逆に被写体に光が強くなりすぎている場合は、被写体から離すことで解決できる場合があります。

 

このように、ストロボを使用する場合は距離も重要となります。

距離については撮影環境やイメージする撮影の仕上がりによって異なりますが、

大体1m~2mほど離した位置から調整すると良いでしょう。

4.【実践解説】スタジオでストロボの光だけを使って撮影

真っ暗な写真からストロボを1/16の光量で撮影した写真

それでは実際に撮影をした流れにそって、上記写真の仕上がりまでのカメラ設定ならびにストロボの設定の流れを解説していきます。

今回のライティングの設置はこのようになっています。

撮影ライティングセッティング図

右側の光を起こすためにストロボの向かい側に銀レフを設置しました。

 

手順1.カメラ・ストロボの設定

まずはストロボの光量を設定していきます。

ストロボの光しか感知しない環境並びに設定を行います。

今回はISO100、シャッタースピード1/125、F値5.6で真っ暗な写真を撮影できました。

室内灯を感知させずに撮影した真っ黒な写真

ISO100、シャッタースピード1/125、F値5.6

 

手順2.ストロボを点灯し、ストロボの光量を調整する

先ほどの設定のままストロボを光量1/16で発光して撮影しました。

<ISO100、シャッタースピード1/125、F値5.6、ストロボ光量1/16

ストロボの光量はが少ないため、被写体がほとんど映し出されていませんので、さらにストロボの光量を上げます。

<ISO100、シャッタースピード1/125、F値5.6、ストロボ光量1/8

ストロボの光量を1/8に設定し撮影しました。

先ほどより明るくなりましたが、まだまだ暗いので、さらに明るくします。

<ISO100、シャッタースピード1/125、F値5.6、ストロボ光量1/4

ストロボの光量を1/4に設定しました。

ようやく、被写体全体が明るくなりました。しかし左側の背景が白飛びしてしまっています。ブログ画面上でも境界線がわからなくなっています。

被写体への明るさは丁度いいですが、ストロボに近い場所が明るくなり過ぎているので、ここからはカメラの設定で調整していきます。

 

手順3.カメラの設定で調整する

ここからカメラの設定を調整していきます。

この時点の問題点はストロボに近い左側が白飛びしてしまっている問題です。

ここで挙げられる解決方法としては2つ。
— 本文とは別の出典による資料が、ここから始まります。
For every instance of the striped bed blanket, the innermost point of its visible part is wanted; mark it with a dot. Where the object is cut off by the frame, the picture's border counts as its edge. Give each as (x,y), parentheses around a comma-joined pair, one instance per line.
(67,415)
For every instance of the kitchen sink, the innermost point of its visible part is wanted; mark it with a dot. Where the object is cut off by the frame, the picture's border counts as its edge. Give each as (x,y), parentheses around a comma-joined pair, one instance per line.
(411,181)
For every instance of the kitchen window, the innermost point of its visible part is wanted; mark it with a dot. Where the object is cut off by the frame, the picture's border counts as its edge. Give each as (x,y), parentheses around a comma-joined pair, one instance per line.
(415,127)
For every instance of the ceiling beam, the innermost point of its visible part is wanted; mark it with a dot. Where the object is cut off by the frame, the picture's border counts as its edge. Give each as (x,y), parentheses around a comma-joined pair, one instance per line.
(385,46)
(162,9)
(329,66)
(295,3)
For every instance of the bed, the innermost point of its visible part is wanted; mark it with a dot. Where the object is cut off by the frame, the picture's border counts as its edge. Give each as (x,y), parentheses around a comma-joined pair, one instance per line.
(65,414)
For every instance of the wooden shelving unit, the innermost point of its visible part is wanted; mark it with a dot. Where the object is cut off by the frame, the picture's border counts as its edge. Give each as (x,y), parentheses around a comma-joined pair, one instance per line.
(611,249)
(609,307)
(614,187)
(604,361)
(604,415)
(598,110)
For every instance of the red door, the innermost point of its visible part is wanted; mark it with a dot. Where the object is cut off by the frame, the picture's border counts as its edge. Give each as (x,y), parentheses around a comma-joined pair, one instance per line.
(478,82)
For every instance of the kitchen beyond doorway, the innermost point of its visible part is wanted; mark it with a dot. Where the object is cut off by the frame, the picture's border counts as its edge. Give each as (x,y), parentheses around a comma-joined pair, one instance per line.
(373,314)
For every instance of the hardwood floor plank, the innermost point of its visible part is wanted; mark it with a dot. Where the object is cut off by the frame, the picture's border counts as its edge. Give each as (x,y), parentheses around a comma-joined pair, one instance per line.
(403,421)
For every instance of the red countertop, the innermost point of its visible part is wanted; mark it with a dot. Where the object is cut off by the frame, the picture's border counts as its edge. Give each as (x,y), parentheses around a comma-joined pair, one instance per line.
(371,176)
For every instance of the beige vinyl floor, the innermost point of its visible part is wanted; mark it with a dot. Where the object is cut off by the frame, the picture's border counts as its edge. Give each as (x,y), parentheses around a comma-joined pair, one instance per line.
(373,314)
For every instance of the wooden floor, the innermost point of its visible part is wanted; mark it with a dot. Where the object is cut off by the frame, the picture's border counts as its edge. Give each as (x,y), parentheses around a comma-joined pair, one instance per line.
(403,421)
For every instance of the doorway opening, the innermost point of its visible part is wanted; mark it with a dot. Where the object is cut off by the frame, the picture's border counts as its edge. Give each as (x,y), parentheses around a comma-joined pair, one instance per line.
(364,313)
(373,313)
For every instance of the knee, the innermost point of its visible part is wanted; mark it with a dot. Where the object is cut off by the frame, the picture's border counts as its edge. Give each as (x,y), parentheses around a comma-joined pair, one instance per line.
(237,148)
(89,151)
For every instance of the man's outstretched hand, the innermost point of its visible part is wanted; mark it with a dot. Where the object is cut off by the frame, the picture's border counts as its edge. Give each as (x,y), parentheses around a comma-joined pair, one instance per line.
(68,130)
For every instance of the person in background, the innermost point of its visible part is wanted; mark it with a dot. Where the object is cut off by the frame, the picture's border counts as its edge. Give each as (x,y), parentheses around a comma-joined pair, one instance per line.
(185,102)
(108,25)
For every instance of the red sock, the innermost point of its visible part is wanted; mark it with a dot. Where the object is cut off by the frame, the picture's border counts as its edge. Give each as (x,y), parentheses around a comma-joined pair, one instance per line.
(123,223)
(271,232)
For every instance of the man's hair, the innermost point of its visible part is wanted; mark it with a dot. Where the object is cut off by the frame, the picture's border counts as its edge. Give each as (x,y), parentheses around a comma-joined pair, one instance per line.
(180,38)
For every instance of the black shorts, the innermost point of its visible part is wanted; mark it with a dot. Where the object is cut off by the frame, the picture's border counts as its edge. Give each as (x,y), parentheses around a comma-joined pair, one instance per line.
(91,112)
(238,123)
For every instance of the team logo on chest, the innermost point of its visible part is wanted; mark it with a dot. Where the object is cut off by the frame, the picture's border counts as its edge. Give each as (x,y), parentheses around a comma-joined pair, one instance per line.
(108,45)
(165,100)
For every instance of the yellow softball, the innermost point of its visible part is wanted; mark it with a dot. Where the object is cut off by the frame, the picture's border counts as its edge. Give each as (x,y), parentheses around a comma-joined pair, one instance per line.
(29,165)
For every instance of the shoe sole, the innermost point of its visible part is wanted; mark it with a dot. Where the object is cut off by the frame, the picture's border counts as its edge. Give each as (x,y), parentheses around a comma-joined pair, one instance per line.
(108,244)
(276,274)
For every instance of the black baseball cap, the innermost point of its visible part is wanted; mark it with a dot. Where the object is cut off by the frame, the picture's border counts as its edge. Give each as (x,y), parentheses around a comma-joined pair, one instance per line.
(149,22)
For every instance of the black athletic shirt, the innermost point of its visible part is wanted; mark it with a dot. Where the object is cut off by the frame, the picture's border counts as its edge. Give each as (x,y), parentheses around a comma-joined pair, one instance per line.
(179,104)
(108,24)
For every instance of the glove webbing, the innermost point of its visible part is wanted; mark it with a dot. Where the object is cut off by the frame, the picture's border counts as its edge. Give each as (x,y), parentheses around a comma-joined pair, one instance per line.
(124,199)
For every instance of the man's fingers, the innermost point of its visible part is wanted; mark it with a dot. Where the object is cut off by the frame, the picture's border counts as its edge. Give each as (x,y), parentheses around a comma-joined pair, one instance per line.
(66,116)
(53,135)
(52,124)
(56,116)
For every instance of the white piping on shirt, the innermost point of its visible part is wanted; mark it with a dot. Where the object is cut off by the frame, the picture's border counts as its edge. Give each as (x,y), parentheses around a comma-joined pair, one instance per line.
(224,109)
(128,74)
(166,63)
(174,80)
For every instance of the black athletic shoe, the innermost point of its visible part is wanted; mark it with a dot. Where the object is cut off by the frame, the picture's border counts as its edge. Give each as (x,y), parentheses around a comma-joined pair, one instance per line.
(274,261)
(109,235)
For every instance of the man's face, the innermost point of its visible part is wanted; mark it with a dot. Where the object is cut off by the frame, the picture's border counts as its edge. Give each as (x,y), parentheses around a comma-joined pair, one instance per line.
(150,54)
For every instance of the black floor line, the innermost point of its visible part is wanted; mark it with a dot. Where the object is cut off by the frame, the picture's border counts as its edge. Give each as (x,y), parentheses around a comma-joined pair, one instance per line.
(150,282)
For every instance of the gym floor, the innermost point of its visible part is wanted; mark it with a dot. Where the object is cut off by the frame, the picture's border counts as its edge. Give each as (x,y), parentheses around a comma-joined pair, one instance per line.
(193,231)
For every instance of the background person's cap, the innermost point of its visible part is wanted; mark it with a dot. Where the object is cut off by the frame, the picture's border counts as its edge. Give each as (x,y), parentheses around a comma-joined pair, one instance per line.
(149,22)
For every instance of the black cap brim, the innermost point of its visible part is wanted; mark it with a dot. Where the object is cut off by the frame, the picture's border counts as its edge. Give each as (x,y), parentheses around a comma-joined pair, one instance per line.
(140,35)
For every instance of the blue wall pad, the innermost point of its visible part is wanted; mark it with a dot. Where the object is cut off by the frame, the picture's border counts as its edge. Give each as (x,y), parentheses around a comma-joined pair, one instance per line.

ISOを調整するか、F値を調整するかです。

  • ISOを調整すると取り込む光の量と明るさに影響します。
  • F値を調整すると被写界深度(ピントの深さ)と明るさに影響します。

この2つの値を考えたときに、ピントか明るさを考え、撮影した写真を確認します。

そうすると、「もう少し、ピントが決まったシャープ感が欲しいな」という思いが芽生えました。なので、今回の調整はF値で調整をすることにしました。

・F値で調整をする

<ISO100、シャッタースピード1/125、F値8.0、ストロボ光量1/4>

F値を5.6から8.0に絞り、撮影をしました。F値を絞ることで、暗くすることと、ピントを合わせる被写界深度を深めるためです。

暗くなり、ストロボに近い部分の白飛びが解消しました。全体できな仕上がりにも少しシャープ感が出てきました。しかし写真全体が暗くなりすぎ、またピントのシャープ感も強くなりました。そのためF値をもうすこし解放寄りに調整しました。

<ISO100、シャッタースピード1/125、F値6.3、ストロボ光量1/4>

F値を8.0から6.3に開放、撮影をしました。F値を解放することで、今度は明るくすることと、ピントを合わせる被写界深度を浅くするためです。

全体的に明るく、なりつつも、左側の白飛びは防げています。しかし、造花の中心部にある白色の部分の色が白っぽくなり過ぎているので、もう少しだけF値を調整します。

<ISO100、シャッタースピード1/125、F値7.1、ストロボ光量1/4>

F値を6.3から7.1に絞り、撮影をしました。

この仕上がりを見て、今回の撮影は

<ISO100、シャッタースピード1/125、F値7.1、ストロボ光量1/4>でゴールとしました。

もちろんこのゴールは人それぞれの思い描く写真によって異なりますので、あくまで一つの参考例としてくださいませ。

 

この手順から見てわかるように、ストロボ撮影で大切なポイントは

最初の設定から、イメージの仕上がりにするための問題点を出し、どうしていくかを決めて実行し、理想に近づけていく作業が大切です。

そして、回数を重ね、慣れてくるにつれて、この問題点の解決と手順がスピードアップしていきます。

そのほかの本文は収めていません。